The purpose of the present study was to quantify age-related differences in executive control as it relates to dual-task performance, which is thought to represent listening effort, during degraded speech recognition.
Twenty-five younger adults (YA; 18–24 years) and 21 older adults (OA; 56–82 years) completed a dual-task paradigm that consisted of a primary speech recognition task and a secondary visual monitoring task. Sentence material in the primary task was either unprocessed or spectrally degraded into 8, 6, or 4 spectral channels using noise-band vocoding. Performance on the visual monitoring task was assessed by the accuracy and reaction time of participants’ responses. Performance on the primary and secondary task was quantified in isolation (i.e., single task) and during the dual-task paradigm. Participants also completed a standardized psychometric measure of executive control, including attention and inhibition. Statistical analyses were implemented to evaluate changes in listeners’ performance on the primary and secondary tasks (1) per condition (unprocessed vs. vocoded conditions); (2) per task (single task vs. dual task); and (3) per group (YA vs. OA).

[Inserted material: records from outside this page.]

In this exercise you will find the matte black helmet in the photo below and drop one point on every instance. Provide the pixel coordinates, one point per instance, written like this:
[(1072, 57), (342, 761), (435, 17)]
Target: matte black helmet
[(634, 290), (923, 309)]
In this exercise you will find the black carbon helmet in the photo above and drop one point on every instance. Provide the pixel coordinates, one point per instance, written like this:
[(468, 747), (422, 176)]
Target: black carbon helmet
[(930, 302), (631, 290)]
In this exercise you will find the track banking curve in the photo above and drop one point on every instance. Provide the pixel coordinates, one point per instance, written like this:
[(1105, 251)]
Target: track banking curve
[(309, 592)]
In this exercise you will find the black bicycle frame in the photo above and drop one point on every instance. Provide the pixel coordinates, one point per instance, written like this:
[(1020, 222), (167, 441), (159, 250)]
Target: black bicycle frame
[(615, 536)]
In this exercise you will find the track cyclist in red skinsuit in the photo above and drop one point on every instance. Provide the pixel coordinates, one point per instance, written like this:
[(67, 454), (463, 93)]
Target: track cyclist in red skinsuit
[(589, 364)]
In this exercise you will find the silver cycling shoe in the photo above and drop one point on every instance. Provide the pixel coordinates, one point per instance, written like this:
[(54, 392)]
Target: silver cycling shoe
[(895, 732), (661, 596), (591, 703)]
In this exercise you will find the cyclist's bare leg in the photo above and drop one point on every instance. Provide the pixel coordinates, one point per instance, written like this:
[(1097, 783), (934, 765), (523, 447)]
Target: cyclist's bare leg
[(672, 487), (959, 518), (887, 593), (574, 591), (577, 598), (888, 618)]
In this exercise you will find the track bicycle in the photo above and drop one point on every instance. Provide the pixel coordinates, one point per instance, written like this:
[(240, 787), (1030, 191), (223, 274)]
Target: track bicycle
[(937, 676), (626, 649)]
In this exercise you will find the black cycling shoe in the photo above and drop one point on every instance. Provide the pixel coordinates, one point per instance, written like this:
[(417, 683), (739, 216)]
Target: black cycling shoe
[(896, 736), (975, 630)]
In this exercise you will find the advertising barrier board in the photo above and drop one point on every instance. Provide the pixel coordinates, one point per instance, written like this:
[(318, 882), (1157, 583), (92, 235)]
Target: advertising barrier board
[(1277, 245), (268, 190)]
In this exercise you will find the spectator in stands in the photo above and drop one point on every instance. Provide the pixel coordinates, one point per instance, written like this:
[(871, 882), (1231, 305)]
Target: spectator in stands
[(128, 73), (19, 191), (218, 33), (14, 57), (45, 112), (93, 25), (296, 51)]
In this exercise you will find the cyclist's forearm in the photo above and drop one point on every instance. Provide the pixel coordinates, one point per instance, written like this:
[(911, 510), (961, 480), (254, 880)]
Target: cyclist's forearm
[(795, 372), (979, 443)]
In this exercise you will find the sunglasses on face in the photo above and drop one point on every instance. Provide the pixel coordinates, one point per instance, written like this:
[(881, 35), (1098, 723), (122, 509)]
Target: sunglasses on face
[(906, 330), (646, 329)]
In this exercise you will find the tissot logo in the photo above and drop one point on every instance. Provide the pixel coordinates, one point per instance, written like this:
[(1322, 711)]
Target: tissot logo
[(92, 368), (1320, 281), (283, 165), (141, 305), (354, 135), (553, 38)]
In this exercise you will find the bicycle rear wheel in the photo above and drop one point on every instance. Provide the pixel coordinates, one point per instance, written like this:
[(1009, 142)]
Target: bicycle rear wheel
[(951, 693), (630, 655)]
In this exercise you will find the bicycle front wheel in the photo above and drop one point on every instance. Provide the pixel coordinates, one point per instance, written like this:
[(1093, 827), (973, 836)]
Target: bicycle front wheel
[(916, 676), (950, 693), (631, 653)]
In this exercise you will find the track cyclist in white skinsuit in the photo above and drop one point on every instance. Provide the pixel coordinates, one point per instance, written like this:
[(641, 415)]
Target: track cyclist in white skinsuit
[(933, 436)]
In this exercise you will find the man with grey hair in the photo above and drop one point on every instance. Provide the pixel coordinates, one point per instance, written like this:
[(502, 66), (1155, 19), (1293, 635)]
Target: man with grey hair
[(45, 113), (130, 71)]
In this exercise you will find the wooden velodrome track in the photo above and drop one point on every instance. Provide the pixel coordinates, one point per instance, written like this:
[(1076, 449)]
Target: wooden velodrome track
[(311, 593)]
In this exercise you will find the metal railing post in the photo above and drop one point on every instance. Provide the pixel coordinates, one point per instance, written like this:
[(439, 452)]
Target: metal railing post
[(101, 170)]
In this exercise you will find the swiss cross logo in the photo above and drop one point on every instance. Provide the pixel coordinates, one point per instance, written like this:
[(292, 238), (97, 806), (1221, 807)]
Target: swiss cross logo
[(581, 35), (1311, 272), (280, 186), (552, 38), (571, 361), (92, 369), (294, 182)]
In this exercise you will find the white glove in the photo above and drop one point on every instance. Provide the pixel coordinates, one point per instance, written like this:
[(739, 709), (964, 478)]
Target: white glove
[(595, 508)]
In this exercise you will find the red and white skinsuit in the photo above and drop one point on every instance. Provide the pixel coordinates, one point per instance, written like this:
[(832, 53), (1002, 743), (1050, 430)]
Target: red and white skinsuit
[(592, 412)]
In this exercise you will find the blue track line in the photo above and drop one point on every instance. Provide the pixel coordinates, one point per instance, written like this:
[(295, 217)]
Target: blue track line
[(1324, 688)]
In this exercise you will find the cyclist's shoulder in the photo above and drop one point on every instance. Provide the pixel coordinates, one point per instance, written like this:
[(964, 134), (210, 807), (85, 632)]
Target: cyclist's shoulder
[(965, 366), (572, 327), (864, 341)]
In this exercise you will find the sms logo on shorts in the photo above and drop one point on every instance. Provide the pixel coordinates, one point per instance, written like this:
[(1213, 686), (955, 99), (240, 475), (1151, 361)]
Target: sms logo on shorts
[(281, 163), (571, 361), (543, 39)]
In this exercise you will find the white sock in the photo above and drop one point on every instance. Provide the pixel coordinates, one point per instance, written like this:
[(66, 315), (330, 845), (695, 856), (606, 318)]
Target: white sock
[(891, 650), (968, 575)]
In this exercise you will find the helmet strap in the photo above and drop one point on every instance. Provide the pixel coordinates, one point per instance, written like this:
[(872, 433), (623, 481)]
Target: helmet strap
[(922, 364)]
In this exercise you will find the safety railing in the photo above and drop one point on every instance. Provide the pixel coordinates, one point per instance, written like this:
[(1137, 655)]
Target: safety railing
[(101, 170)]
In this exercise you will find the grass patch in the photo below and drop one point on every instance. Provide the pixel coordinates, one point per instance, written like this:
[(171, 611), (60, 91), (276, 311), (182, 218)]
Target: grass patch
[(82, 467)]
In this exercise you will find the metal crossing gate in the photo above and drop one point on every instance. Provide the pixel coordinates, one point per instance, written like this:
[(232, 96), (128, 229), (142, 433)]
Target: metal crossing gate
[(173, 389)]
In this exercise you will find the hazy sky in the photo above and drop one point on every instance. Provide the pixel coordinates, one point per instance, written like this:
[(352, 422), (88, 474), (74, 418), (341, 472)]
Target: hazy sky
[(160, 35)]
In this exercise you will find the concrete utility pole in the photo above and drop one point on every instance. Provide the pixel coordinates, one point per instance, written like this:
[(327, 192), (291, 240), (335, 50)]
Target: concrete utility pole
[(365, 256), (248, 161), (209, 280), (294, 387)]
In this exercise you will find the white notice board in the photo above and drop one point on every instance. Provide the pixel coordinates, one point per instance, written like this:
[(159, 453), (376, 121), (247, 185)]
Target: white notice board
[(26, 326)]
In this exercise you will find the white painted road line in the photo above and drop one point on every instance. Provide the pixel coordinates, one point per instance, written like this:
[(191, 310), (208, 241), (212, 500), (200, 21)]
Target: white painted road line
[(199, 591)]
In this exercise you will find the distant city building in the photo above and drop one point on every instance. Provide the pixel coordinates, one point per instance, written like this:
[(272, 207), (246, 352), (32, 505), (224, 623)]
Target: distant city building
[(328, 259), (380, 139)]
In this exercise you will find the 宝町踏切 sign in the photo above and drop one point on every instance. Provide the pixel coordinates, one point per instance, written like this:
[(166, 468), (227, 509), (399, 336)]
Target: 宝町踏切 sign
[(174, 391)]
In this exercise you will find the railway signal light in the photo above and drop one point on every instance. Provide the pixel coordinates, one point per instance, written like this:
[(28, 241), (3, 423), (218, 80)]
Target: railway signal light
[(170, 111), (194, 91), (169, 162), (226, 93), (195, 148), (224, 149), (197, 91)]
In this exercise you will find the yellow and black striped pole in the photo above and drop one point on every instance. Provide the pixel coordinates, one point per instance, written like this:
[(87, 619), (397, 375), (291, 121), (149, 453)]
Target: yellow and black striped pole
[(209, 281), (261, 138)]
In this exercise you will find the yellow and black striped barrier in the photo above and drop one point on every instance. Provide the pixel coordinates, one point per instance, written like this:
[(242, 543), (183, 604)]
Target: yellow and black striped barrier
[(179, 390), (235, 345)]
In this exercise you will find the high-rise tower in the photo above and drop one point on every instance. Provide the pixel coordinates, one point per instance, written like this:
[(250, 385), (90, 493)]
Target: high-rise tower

Speech recognition declined with increasing spectral degradation for both YA and OA when they performed the task in isolation or concurrently with the visual monitoring task. OA were slower and less accurate than YA on the visual monitoring task when performed in isolation, which paralleled age-related differences in standardized scores of executive control. When compared with single-task performance, OA experienced greater declines in secondary-task accuracy, but not reaction time, than YA. Furthermore, results revealed that age-related differences in executive control significantly contributed to age-related differences on the visual monitoring task during the dual-task paradigm.
OA experienced significantly greater declines in secondary-task accuracy during degraded speech recognition than YA. These findings are interpreted as suggesting that OA expended greater listening effort than YA, which may be partially attributed to age-related differences in executive control.